У него на затылке виднелась готическая монограмма темно-серого цвета, образованная тремя следующими буквами: В, Т, G.
Посреди задней стены перед закрытой дверью лицом к нам стоял податель пергаментной грамоты, при этом он находился строго справа от сеньора, от которого его отделяло всего несколько шагов.
Костюмы обоих актеров прекрасно соответствовали эпохе, изображаемой декорациями.
Не переставая рассматривать рукопись и абсолютно не меняя позы, сеньор произнес откровенно ироническим тоном:
«В самом деле… долговое обязательство?.. А какая же на нем подпись?»
Голос доносился до нас через круглое отверстие, которое, само размером с тарелку, было снабжено диском из шелковистой бумаги, окружность которого, благодаря тому что его диаметр превышал диаметр отверстия, была приклеена снаружи к краю этого, проделанного в стеклянной стене на высоте двух метров от земли слухового оконца.
Занимавшая, чтобы лучше слышать, место под самым оконцем девушка в черном, не отрываясь, пожирала сквозь стекло взглядом сказавшего это.
На заданный вопрос человек с пергаментом коротко ответствовал:
«Лошак».
В тот самый миг, когда прозвучало это слово, сеньор, выронив перо из руки, с чрезвычайной резкостью повернул голову направо и тут же поднес обе руки к затылку, как бы под влиянием боли, тут же, впрочем, забытой.
Затем, поднявшись из-за стола, он, пошатываясь, подошел к человеку, развернувшему у него перед глазами свой пергамент со словом «обязательство» в качестве заглавия нескольких строк, после чего следовало имя, перед которым было вчерне набросано изображение лошади с короткой толстой шеей.

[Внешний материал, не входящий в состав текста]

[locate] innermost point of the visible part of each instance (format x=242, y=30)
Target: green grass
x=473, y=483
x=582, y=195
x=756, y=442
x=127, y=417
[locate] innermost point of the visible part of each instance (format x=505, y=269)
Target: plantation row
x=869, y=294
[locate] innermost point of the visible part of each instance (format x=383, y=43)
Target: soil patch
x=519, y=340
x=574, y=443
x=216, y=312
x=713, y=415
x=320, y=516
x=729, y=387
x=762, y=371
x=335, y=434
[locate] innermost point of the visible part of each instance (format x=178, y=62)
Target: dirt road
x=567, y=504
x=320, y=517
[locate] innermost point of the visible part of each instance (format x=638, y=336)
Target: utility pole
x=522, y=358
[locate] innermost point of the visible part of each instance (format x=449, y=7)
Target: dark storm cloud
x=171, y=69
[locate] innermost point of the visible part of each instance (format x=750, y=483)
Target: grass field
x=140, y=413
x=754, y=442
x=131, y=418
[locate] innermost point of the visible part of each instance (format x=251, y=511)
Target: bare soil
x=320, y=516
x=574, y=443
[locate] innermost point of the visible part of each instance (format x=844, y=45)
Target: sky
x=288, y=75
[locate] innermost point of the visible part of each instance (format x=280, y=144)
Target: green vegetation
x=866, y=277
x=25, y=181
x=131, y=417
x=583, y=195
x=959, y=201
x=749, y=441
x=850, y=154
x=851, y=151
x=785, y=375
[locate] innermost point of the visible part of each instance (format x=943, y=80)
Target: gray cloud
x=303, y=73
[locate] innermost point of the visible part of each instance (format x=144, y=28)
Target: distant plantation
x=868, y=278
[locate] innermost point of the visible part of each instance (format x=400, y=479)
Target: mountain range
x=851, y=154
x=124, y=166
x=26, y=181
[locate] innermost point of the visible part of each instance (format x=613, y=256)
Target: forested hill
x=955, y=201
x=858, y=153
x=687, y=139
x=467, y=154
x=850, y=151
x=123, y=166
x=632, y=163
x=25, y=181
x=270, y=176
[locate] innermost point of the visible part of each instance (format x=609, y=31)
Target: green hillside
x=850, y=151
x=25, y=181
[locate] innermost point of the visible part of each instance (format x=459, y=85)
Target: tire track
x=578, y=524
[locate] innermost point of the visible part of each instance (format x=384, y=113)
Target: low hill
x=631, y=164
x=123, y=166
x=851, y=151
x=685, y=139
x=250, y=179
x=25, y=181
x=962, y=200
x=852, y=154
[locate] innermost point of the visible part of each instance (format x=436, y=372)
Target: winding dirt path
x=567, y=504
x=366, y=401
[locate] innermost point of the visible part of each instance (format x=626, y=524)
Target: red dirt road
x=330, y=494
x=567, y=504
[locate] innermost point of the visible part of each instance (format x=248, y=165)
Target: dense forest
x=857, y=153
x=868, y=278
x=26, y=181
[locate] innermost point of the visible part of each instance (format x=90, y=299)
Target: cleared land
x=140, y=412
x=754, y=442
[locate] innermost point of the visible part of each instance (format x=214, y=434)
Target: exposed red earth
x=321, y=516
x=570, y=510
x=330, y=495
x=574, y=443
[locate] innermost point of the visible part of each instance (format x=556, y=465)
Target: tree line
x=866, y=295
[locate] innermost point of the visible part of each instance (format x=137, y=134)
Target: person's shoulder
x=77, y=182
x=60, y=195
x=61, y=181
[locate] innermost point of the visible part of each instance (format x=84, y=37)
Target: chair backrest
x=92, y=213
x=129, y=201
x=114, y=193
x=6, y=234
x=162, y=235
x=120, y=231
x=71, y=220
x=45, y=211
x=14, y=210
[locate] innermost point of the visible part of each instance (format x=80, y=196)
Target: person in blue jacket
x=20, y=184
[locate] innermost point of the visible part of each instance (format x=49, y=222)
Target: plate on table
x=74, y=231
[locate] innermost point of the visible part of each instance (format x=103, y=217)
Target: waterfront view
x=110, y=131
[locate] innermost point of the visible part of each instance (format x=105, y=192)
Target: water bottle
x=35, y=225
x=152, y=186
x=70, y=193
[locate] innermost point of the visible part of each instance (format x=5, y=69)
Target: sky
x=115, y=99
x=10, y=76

Тоном, полным предельного ужаса, сеньор повторял, протянув палец к наброску коня:
«Лошак!.. лошак!..»
Но Кантерель уже побуждал нас преодолеть в обычном направлении очередной короткий этап, остановившись перед одетым в простой голубой домашний костюмчик босым ребенком лет семи, которого держала на коленях тепло укутанная молодая женщина в трауре, сидевшая на установленном прямо на земле стуле.
Воспользовавшись боковым коридором, проложенным позади сцены, помощник приблизился на миг к ребенку, а затем размашистым шагом направился назад к актеру с обнаженной шеей.
Второе слуховое оконце, абсолютно идентичное первому, позволило нам четко расслышать, как мальчуган, впрочем, мало удаленный от нас за прозрачной стеной, произнес название: «Ронсар, „Скованное виреле“», а затем точно продекламировал все стихотворение, чрезвычайно уместными жестами подчеркивая каждый содержащийся в тексте оттенок смысла, в то время как его взгляд сливался со взглядом молодой женщины.
Когда замолк детский голосок, мы вслед за Кантерелем переместились в привычном направлении на небольшое расстояние и тут же обосновались бок о бок с молодым наблюдателем перед человеком в бежевой блузе, сидевшим лицом к нам за придвинутым изнутри вплотную к стеклянной стене столом. Помощник покидал его, направляясь к мальчугану, позади которого он прошел во время декламации, скромно описав, чтоб ничем не помешать, откровенно криволинейную траекторию.
Демонстрируя нам свою благородную голову художника с длинными волосами, тронутыми сединой, человек в блузе, склонившись над листом бумаги, целиком зачерченным полностью высохшей тушью, начал при помощи тонкого шабера выявлять на нем белые участки, отстраняя время от времени внешней стороной мизинца произведенные легкие оскребки.
Мало-помалу под лезвием, которым он в высшей степени умело манипулировал, показался, белый на черном фоне, портрет фронтально расположенного Пьеро — а точнее, если принять во внимание множество деталей, имитирующих Ватто, Жиля.
Рядом с нами молодой наблюдатель, почти упираясь лбом в стекло, с огромным вниманием следил за изощренными действиями художника, который время от времени произносил одну и ту же фразу: «Дюжину дюжин не хуже», каковую третье слуховое оконце, подобное двум другим, доносило наружу.
Работа продвигалась быстро, и тщательно, несмотря на необычность породившей его чисто разрушительной процедуры, отделанный Жиль наконец показался полностью, весь в возбуждении жизни, руки на бедрах, лицо сияет от смеха.
Прихотливые черточки туши, со знанием дела оставленные сталью, складывались в настоящий шедевр изящества и обаяния, ценность которого мы могли оценить, хотя со своего места нам и приходилось взирать на него вверх ногами.